My friend made the comment:   “You know – he spends HOURS online.  Does he just walk away from his computer and leave the site open?”  Oh no.  Not he.  Never. He wouldn’t waste the battery on his laptop doing that.  Nope, I’ve seen how he uses his laptop.  He jumps on, does his thing, then closes his browser, shuts down and puts that laptop right back in it’s proper place.

No, this man is the biggest online dating site troll-beneath-the-bridge I’ve ever known and I’ve known some trolls in my years of internet dating.
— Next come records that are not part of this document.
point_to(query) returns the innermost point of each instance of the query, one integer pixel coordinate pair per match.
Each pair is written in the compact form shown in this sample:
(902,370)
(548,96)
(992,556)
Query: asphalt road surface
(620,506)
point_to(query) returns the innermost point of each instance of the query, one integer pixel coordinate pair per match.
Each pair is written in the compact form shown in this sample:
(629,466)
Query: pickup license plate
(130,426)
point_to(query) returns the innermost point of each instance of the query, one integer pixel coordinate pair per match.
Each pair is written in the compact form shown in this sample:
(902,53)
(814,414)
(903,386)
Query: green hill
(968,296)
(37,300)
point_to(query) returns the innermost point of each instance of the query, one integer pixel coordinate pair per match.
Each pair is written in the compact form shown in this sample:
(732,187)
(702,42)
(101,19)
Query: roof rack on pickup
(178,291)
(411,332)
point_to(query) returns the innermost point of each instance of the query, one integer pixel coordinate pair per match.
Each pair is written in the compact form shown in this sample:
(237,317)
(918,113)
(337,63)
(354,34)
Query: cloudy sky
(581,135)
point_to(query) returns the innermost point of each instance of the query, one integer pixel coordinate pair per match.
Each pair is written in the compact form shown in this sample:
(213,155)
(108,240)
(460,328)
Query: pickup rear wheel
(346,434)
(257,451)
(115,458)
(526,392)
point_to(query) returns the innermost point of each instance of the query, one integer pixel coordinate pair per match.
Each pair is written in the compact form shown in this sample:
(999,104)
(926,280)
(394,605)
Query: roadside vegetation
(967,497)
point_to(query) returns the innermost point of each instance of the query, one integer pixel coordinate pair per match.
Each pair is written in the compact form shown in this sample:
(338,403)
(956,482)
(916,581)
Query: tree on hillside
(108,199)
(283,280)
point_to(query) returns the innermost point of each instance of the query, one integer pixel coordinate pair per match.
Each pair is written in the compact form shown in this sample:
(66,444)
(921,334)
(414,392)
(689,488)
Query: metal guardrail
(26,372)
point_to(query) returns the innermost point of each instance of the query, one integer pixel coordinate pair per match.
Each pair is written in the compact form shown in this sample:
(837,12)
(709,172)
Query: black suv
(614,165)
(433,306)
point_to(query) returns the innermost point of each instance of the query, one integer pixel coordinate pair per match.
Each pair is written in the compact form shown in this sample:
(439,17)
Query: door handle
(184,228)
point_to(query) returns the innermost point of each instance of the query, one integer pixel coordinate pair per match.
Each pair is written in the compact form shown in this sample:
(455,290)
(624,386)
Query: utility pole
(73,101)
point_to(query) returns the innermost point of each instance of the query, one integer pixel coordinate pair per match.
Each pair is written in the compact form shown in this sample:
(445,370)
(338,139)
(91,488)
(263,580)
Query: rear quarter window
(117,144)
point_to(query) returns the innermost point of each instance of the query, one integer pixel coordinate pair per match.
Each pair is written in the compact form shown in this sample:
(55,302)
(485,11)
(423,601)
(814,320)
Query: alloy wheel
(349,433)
What I now know is that he contacted me FIVE MONTHS after his SIX year relationship with his ex girlfriend, who he met THREE MONTHS after separating from his wife of 10 years.  He told me he’d been out of his relationship with his ex-girlfriend for 2 years and had spent those two years focusing on making sure his custodial son was stable and then, after telling me that, he hugs me and says “and now it’s MY turn for attention.”  Oh, barf me to the end of love.

I also happen to know that he kept his dating profile open the ENTIRE TIME he was with his ex girlfriend.   He told me that.  And when I told him I thought that was a dishonest thing to do in a committed relationship, he replied:  “oh she knew – it didn’t bother her because she kept hers open.”  I’m now thinking that’s total bullshit.

I have a pretty good idea why that relationship ended back in December (and not two years prior, as he told me) and I’m thinking it’s got nothing to do with the reason he told me it ended.

And still, I grieve for what wasn’t.

And I refuse to say “what is WRONG with me???” because I know what’s wrong.  I trusted.  I believed.  I did nothing wrong.  I just got myself involved with a totally wrong man, and there is no shame attached to that.